Only 50% farmers benefited from farm loan waivers, finds study
What’s in the news?
- A study conducted by State Bank of India’s researchers has revealed that only about half of the intended beneficiaries of farm loan waivers announced by nine States since 2014, have actually received debt write-offs.
- As of March 2022, the poorest implementation of farm loan waiver schemes in terms of proportion of eligible farmers who had received the announced benefits, were in Telangana (5%), Madhya Pradesh (12%), Jharkhand (13%), Punjab (24%), Karnataka (38%) and Uttar Pradesh (52%).

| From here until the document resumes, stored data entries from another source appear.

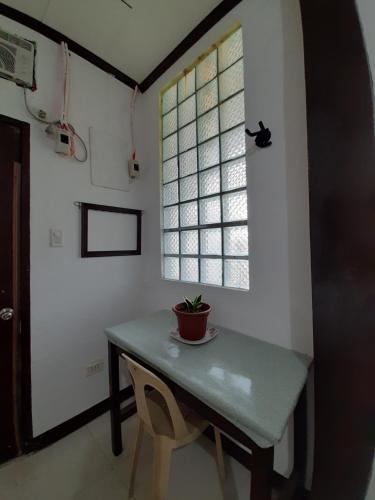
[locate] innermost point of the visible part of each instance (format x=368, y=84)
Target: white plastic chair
x=170, y=423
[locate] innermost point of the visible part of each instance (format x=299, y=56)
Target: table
x=246, y=387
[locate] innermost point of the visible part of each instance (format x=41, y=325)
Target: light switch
x=55, y=238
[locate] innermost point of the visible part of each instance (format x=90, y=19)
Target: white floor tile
x=82, y=467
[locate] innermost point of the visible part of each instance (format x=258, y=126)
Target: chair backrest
x=142, y=378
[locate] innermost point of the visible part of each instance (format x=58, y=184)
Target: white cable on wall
x=132, y=119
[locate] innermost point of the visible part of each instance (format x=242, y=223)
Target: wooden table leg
x=300, y=442
x=261, y=474
x=295, y=486
x=114, y=390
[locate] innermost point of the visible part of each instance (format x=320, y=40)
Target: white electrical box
x=134, y=170
x=63, y=141
x=55, y=238
x=17, y=59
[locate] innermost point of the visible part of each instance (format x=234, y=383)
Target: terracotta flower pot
x=192, y=326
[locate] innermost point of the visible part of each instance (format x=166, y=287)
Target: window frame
x=221, y=193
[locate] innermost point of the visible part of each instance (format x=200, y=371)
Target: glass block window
x=204, y=182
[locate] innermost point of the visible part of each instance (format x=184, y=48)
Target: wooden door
x=13, y=271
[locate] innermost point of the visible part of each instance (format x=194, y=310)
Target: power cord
x=56, y=122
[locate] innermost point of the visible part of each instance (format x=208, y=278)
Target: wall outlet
x=94, y=368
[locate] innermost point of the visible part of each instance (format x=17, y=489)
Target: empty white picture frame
x=109, y=231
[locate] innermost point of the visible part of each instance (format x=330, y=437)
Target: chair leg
x=162, y=460
x=135, y=457
x=219, y=455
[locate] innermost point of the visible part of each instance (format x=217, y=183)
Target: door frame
x=24, y=361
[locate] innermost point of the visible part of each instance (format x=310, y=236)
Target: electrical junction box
x=63, y=141
x=134, y=170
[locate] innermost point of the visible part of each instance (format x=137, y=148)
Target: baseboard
x=60, y=431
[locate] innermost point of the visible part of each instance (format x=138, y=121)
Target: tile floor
x=82, y=467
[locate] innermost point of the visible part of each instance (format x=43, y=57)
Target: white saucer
x=210, y=334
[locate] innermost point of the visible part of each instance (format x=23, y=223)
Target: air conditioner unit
x=17, y=59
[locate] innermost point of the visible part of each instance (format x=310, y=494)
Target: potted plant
x=192, y=318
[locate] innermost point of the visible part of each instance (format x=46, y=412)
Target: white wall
x=72, y=299
x=366, y=10
x=278, y=306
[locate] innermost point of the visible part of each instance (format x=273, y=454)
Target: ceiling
x=134, y=40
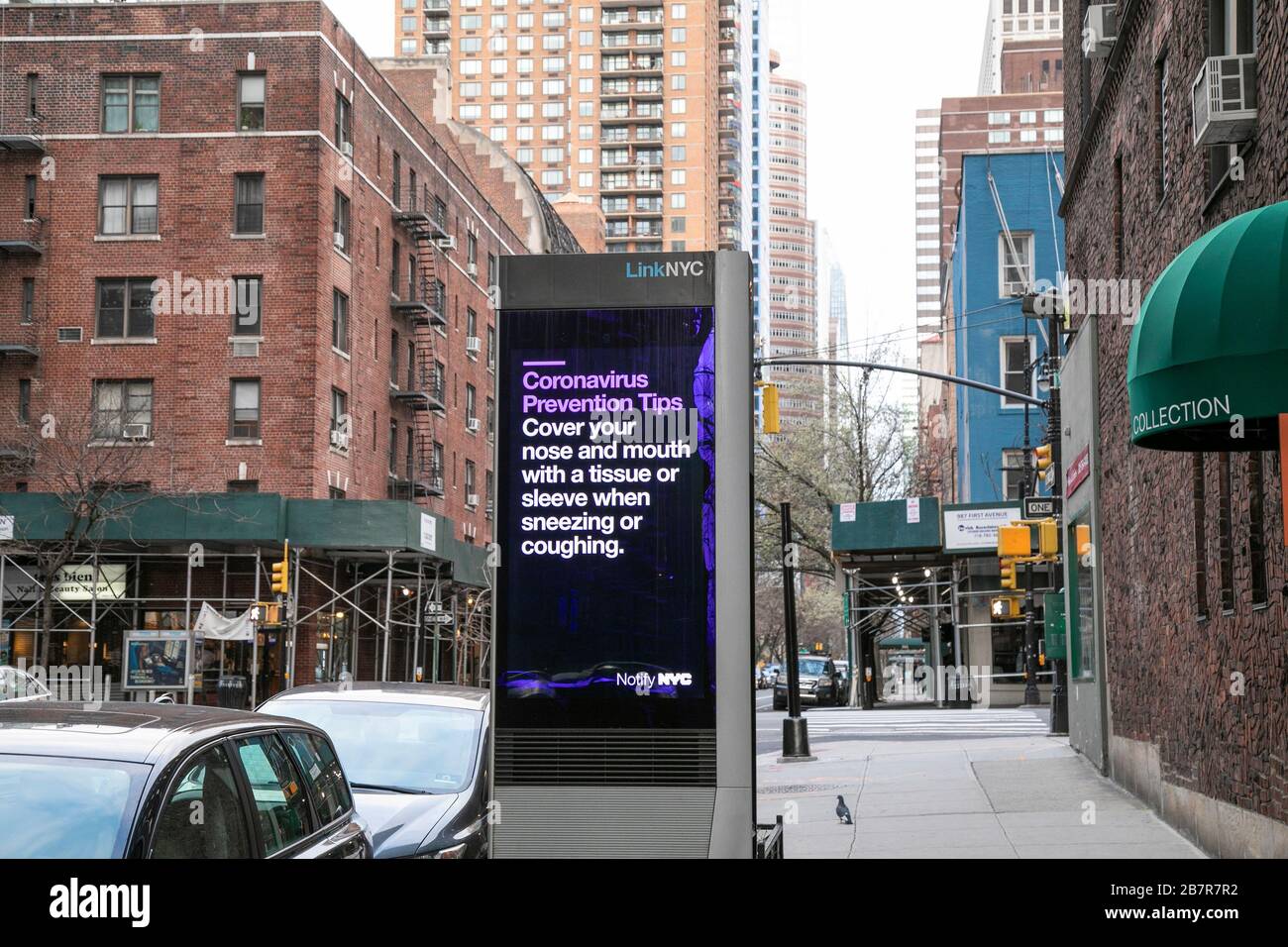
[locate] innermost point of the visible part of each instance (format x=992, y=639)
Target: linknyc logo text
x=661, y=270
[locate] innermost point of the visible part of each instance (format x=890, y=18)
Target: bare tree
x=97, y=475
x=859, y=455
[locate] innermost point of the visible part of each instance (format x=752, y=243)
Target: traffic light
x=1042, y=459
x=1009, y=579
x=771, y=421
x=1048, y=538
x=1014, y=540
x=282, y=573
x=1083, y=534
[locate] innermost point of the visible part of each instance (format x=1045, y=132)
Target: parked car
x=124, y=781
x=416, y=755
x=818, y=680
x=16, y=684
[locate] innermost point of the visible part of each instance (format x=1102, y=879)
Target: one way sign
x=1041, y=506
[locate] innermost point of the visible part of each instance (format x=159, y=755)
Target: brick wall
x=194, y=157
x=1168, y=672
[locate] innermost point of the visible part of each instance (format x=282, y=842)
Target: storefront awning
x=1211, y=343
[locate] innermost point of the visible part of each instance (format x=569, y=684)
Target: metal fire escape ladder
x=425, y=313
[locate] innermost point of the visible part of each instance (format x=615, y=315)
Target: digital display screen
x=605, y=607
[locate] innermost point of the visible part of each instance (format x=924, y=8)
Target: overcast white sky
x=870, y=67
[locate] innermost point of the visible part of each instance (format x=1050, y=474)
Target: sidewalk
x=1004, y=795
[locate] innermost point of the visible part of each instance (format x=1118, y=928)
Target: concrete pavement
x=949, y=784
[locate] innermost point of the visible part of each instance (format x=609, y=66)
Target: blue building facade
x=993, y=339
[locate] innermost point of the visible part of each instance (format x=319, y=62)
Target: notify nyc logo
x=664, y=270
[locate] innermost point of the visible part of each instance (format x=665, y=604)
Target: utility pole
x=1030, y=639
x=1055, y=434
x=795, y=731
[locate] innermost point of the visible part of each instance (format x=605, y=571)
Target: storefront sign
x=73, y=583
x=158, y=660
x=1078, y=471
x=975, y=528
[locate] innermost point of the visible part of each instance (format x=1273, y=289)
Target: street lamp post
x=795, y=731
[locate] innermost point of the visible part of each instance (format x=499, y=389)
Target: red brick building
x=1193, y=577
x=227, y=237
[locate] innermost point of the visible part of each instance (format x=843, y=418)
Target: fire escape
x=421, y=386
x=21, y=247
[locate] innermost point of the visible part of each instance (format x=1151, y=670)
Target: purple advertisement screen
x=605, y=508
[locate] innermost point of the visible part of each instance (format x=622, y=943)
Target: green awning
x=1211, y=343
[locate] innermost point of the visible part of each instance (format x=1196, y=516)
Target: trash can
x=232, y=693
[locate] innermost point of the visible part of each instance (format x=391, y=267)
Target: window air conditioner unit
x=1225, y=101
x=1100, y=31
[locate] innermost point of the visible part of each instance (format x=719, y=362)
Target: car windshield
x=406, y=748
x=54, y=808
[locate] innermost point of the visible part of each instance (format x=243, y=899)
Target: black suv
x=158, y=781
x=820, y=684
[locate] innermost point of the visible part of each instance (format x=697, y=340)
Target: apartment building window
x=472, y=497
x=343, y=121
x=1256, y=530
x=339, y=321
x=132, y=103
x=250, y=101
x=1016, y=273
x=1018, y=352
x=246, y=316
x=249, y=197
x=244, y=410
x=1225, y=530
x=123, y=410
x=1163, y=131
x=29, y=300
x=128, y=205
x=339, y=419
x=1199, y=496
x=125, y=309
x=1013, y=474
x=340, y=222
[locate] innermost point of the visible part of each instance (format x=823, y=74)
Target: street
x=948, y=784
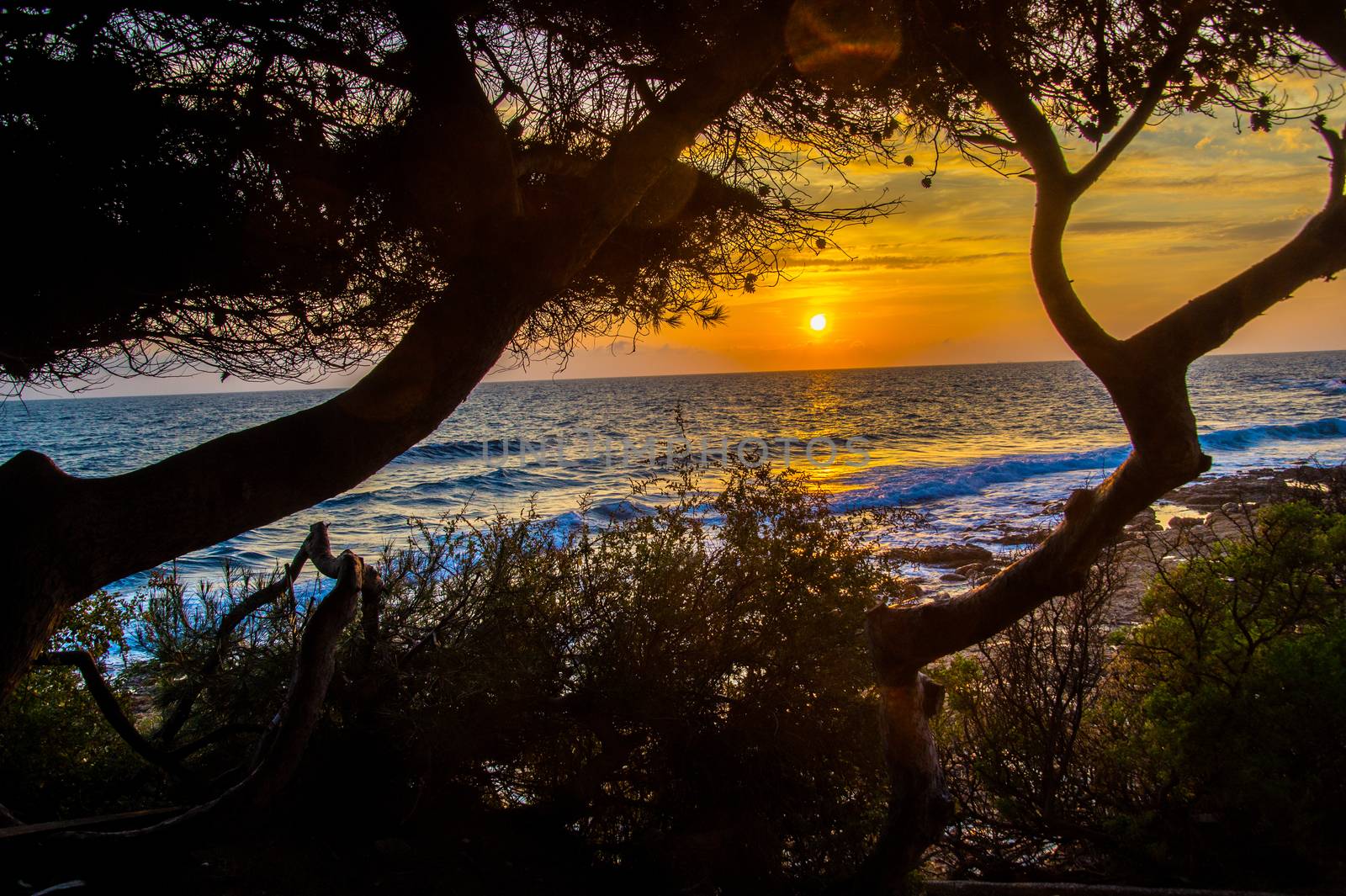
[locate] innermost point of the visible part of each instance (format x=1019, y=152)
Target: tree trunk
x=72, y=536
x=919, y=808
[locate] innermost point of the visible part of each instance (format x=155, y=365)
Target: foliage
x=1018, y=709
x=1208, y=747
x=58, y=756
x=259, y=201
x=679, y=697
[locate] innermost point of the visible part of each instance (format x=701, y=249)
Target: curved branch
x=1159, y=78
x=232, y=619
x=251, y=478
x=111, y=709
x=286, y=741
x=1209, y=321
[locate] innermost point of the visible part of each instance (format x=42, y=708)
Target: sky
x=946, y=278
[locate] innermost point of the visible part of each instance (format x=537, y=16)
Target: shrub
x=58, y=758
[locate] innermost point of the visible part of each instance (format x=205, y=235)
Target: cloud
x=1124, y=226
x=899, y=262
x=1260, y=231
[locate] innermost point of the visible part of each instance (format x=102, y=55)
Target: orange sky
x=946, y=278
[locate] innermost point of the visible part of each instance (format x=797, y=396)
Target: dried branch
x=111, y=709
x=1161, y=77
x=232, y=619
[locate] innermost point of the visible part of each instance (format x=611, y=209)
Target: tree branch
x=111, y=709
x=232, y=619
x=1159, y=78
x=1209, y=321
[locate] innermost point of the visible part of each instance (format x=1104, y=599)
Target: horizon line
x=558, y=377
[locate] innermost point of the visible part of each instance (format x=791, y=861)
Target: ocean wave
x=453, y=449
x=1333, y=385
x=1252, y=436
x=905, y=486
x=908, y=486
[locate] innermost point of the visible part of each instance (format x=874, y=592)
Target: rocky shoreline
x=1205, y=510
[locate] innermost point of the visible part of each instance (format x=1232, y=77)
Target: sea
x=978, y=449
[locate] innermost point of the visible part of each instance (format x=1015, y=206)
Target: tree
x=564, y=124
x=1104, y=74
x=284, y=188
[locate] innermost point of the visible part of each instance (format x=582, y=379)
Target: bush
x=1208, y=748
x=58, y=758
x=675, y=698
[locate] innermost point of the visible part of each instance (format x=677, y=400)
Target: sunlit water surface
x=971, y=446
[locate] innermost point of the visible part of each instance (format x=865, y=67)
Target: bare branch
x=111, y=709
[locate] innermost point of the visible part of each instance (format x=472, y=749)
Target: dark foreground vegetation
x=661, y=705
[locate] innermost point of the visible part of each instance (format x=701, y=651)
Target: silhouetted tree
x=287, y=188
x=372, y=178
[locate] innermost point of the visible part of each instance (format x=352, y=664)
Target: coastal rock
x=942, y=554
x=1014, y=536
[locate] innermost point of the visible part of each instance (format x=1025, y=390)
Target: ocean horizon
x=969, y=446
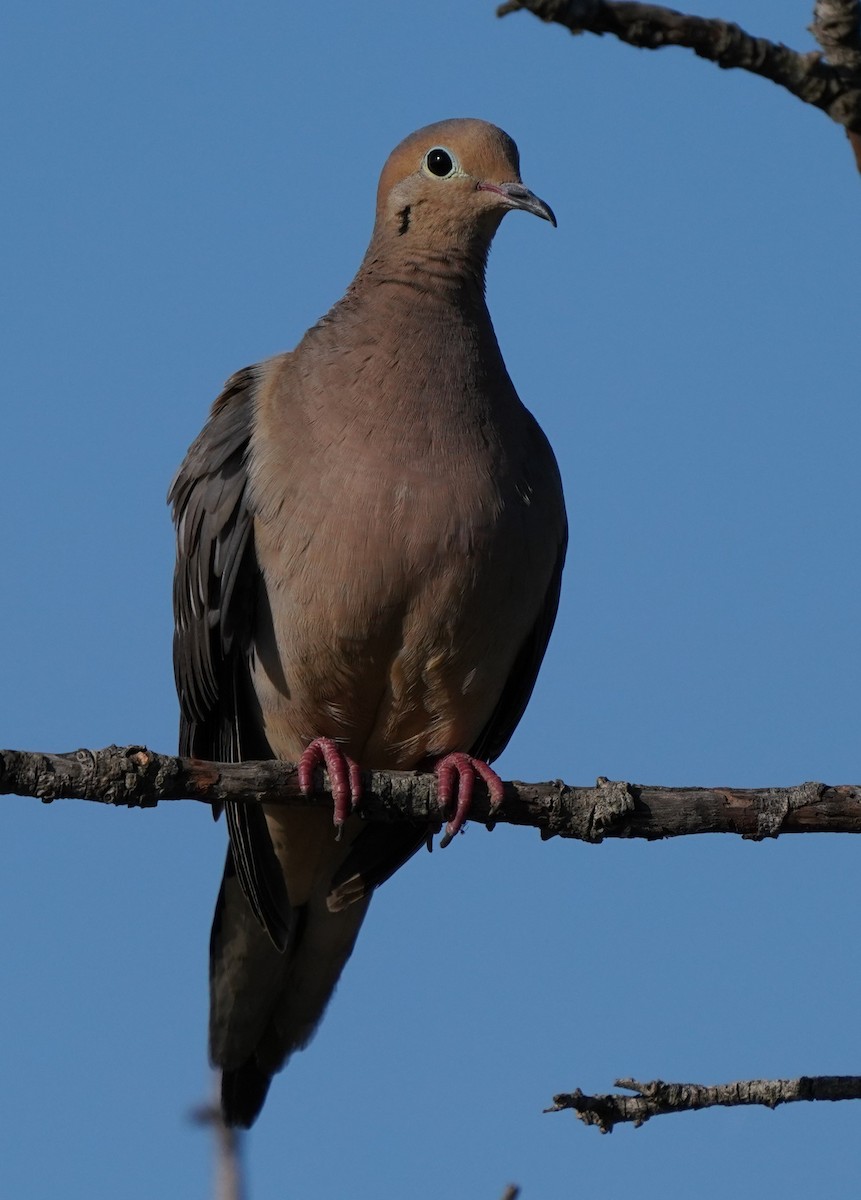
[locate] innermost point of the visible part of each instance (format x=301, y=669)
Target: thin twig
x=228, y=1151
x=656, y=1098
x=837, y=28
x=829, y=87
x=137, y=778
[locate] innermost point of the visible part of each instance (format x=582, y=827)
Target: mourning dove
x=371, y=535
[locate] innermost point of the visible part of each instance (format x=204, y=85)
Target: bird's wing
x=518, y=688
x=215, y=594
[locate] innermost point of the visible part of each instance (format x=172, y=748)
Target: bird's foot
x=455, y=783
x=344, y=777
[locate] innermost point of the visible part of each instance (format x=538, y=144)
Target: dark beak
x=519, y=197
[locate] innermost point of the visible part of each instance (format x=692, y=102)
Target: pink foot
x=343, y=774
x=455, y=781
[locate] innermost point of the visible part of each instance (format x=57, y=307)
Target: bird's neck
x=435, y=274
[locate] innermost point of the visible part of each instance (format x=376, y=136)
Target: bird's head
x=452, y=183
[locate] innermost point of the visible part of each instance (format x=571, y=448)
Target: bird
x=371, y=534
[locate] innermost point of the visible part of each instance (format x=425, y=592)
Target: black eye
x=439, y=162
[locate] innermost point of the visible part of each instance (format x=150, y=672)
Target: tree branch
x=137, y=778
x=832, y=87
x=837, y=28
x=656, y=1098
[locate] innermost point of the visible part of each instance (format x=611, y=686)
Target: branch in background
x=656, y=1098
x=837, y=28
x=134, y=777
x=228, y=1150
x=834, y=88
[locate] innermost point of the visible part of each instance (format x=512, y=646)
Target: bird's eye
x=439, y=162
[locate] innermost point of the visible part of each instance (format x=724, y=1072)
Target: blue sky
x=187, y=187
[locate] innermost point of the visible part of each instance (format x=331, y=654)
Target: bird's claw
x=455, y=783
x=344, y=777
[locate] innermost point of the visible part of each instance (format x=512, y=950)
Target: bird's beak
x=519, y=197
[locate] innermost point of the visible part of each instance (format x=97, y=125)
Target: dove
x=371, y=534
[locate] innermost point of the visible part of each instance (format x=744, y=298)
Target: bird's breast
x=398, y=564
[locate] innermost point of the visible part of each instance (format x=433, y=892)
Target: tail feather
x=242, y=1093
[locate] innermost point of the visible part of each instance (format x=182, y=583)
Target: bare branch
x=835, y=88
x=228, y=1150
x=137, y=778
x=656, y=1098
x=837, y=28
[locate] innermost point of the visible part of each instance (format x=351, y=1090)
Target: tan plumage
x=371, y=534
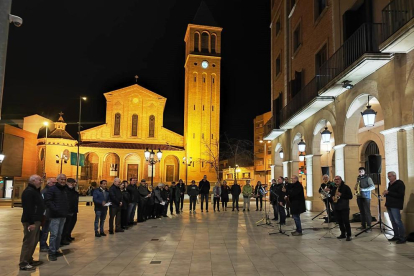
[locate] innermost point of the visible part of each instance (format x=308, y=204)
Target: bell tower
x=202, y=93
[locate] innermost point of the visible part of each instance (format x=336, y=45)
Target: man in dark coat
x=72, y=217
x=181, y=186
x=100, y=198
x=143, y=195
x=45, y=227
x=56, y=200
x=115, y=197
x=175, y=194
x=235, y=193
x=395, y=202
x=204, y=187
x=296, y=197
x=33, y=209
x=341, y=194
x=132, y=189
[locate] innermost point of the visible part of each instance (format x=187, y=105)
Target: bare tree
x=212, y=156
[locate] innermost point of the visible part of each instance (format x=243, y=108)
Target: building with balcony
x=330, y=60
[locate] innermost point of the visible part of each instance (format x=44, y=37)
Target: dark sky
x=69, y=48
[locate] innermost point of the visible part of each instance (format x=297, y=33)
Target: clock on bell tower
x=202, y=93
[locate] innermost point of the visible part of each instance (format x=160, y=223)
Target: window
x=204, y=42
x=117, y=125
x=319, y=6
x=213, y=44
x=278, y=26
x=134, y=130
x=278, y=65
x=296, y=38
x=320, y=58
x=196, y=42
x=152, y=126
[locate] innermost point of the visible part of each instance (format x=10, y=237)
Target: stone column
x=340, y=160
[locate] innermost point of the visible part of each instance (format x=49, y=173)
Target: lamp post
x=150, y=158
x=46, y=124
x=79, y=126
x=187, y=164
x=62, y=159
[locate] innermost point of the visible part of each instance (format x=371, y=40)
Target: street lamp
x=46, y=124
x=150, y=158
x=187, y=164
x=79, y=126
x=62, y=159
x=369, y=115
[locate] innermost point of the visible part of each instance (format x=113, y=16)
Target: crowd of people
x=51, y=213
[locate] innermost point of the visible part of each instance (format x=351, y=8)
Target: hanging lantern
x=301, y=157
x=369, y=115
x=326, y=135
x=301, y=145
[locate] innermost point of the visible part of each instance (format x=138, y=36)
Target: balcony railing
x=366, y=39
x=395, y=15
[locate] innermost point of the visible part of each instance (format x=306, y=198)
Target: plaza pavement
x=225, y=243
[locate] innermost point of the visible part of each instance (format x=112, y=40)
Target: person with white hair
x=395, y=202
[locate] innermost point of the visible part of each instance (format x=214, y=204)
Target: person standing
x=395, y=202
x=72, y=217
x=100, y=198
x=225, y=191
x=204, y=187
x=132, y=189
x=125, y=204
x=297, y=202
x=33, y=209
x=235, y=193
x=341, y=194
x=174, y=198
x=56, y=200
x=281, y=202
x=326, y=186
x=193, y=191
x=181, y=186
x=247, y=193
x=115, y=197
x=258, y=195
x=143, y=195
x=365, y=185
x=216, y=196
x=273, y=198
x=45, y=228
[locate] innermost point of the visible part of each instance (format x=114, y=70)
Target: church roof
x=137, y=146
x=204, y=16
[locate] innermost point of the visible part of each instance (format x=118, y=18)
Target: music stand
x=266, y=218
x=280, y=225
x=380, y=223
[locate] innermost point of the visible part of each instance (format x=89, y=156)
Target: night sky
x=69, y=48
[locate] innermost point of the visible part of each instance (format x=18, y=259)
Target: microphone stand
x=266, y=218
x=280, y=225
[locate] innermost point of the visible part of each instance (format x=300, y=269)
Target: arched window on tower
x=134, y=131
x=213, y=43
x=196, y=42
x=152, y=126
x=117, y=125
x=204, y=42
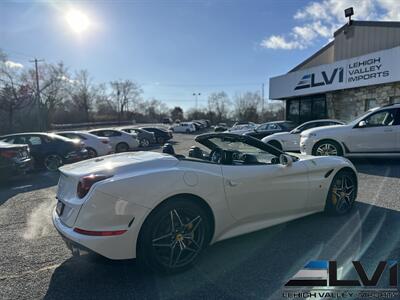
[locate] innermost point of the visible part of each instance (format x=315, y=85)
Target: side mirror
x=362, y=124
x=285, y=160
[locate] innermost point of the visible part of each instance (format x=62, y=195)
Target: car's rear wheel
x=160, y=140
x=275, y=144
x=327, y=148
x=91, y=152
x=52, y=162
x=122, y=147
x=144, y=142
x=173, y=236
x=342, y=193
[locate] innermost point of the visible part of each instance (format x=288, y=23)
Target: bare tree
x=125, y=93
x=83, y=93
x=219, y=104
x=13, y=94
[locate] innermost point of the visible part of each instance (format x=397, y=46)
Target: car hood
x=332, y=129
x=120, y=163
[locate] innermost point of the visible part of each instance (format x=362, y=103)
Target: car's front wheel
x=144, y=142
x=52, y=162
x=173, y=236
x=122, y=147
x=91, y=152
x=342, y=193
x=327, y=148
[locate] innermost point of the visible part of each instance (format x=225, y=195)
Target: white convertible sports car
x=165, y=208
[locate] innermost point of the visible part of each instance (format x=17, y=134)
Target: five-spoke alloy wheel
x=327, y=148
x=342, y=193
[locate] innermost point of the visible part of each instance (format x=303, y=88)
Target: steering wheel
x=216, y=155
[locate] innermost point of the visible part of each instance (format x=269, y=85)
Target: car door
x=266, y=190
x=376, y=133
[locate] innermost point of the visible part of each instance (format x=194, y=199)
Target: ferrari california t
x=165, y=208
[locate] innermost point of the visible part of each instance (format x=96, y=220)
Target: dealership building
x=359, y=69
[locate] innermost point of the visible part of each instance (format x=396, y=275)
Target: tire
x=121, y=147
x=52, y=162
x=342, y=193
x=144, y=143
x=327, y=148
x=275, y=144
x=160, y=140
x=91, y=152
x=173, y=247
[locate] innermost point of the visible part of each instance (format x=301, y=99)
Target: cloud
x=319, y=20
x=13, y=65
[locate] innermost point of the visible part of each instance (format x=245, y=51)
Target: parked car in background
x=266, y=129
x=95, y=145
x=120, y=141
x=376, y=133
x=242, y=127
x=14, y=160
x=162, y=135
x=146, y=138
x=221, y=127
x=49, y=150
x=186, y=127
x=290, y=141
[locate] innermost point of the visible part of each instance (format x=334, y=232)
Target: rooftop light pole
x=348, y=12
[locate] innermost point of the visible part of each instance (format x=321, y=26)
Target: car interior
x=225, y=156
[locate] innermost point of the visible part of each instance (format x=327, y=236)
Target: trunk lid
x=115, y=165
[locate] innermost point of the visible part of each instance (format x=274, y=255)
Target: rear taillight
x=86, y=182
x=99, y=233
x=8, y=153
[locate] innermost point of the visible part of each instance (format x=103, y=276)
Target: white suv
x=376, y=133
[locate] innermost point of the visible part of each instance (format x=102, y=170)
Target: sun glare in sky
x=77, y=21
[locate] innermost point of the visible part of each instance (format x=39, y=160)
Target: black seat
x=250, y=159
x=196, y=152
x=168, y=149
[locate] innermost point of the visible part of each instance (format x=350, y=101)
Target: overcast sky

- By contrast, farm loan waivers implemented by Chhattisgarh in 2018 and Maharashtra in 2020, were received by 100% and 91% of the eligible farmers, respectively. A similar waiver announced by Maharashtra in 2017 worth ₹34,000 crore for 67 lakh farmers, has been implemented for 68% of beneficiaries.
- The SBI study was based on outcomes of ten farm loan write-offs worth about ₹2.53 lakh crore announced by nine States, starting with Andhra Pradesh and Telangana in 2014. As many as 92% of Andhra Pradesh’s 42 lakh farmers eligible for loan waivers had benefited, while the number was a mere 5% for Telangana.
- The study noted that despite much hype and political patronage, farm loan waivers by States have failed to bring respite to intended subjects, sabotaging credit discipline in select geographies and making Banks and financial institutions wary of further lending.
Possible reasons
- The report identified rejection of farmers’ claims by State Governments, limited or low fiscal space to meet promises, and change in Governments in subsequent years, as the possible reasons for the low implementation rate of these loan waivers, whose frequency and scale have seen an unprecedented surge in the past eight years.
- Apart from benefits not reaching the targeted farmers, the report also flagged concerns about whether they actually help farmers in genuine distress.
- The report concluded that loan waivers destroy the credit culture which may harm the farmers’ interest in the medium to long term and also squeeze the fiscal space of governments to increase productive investment in agriculture infrastructure.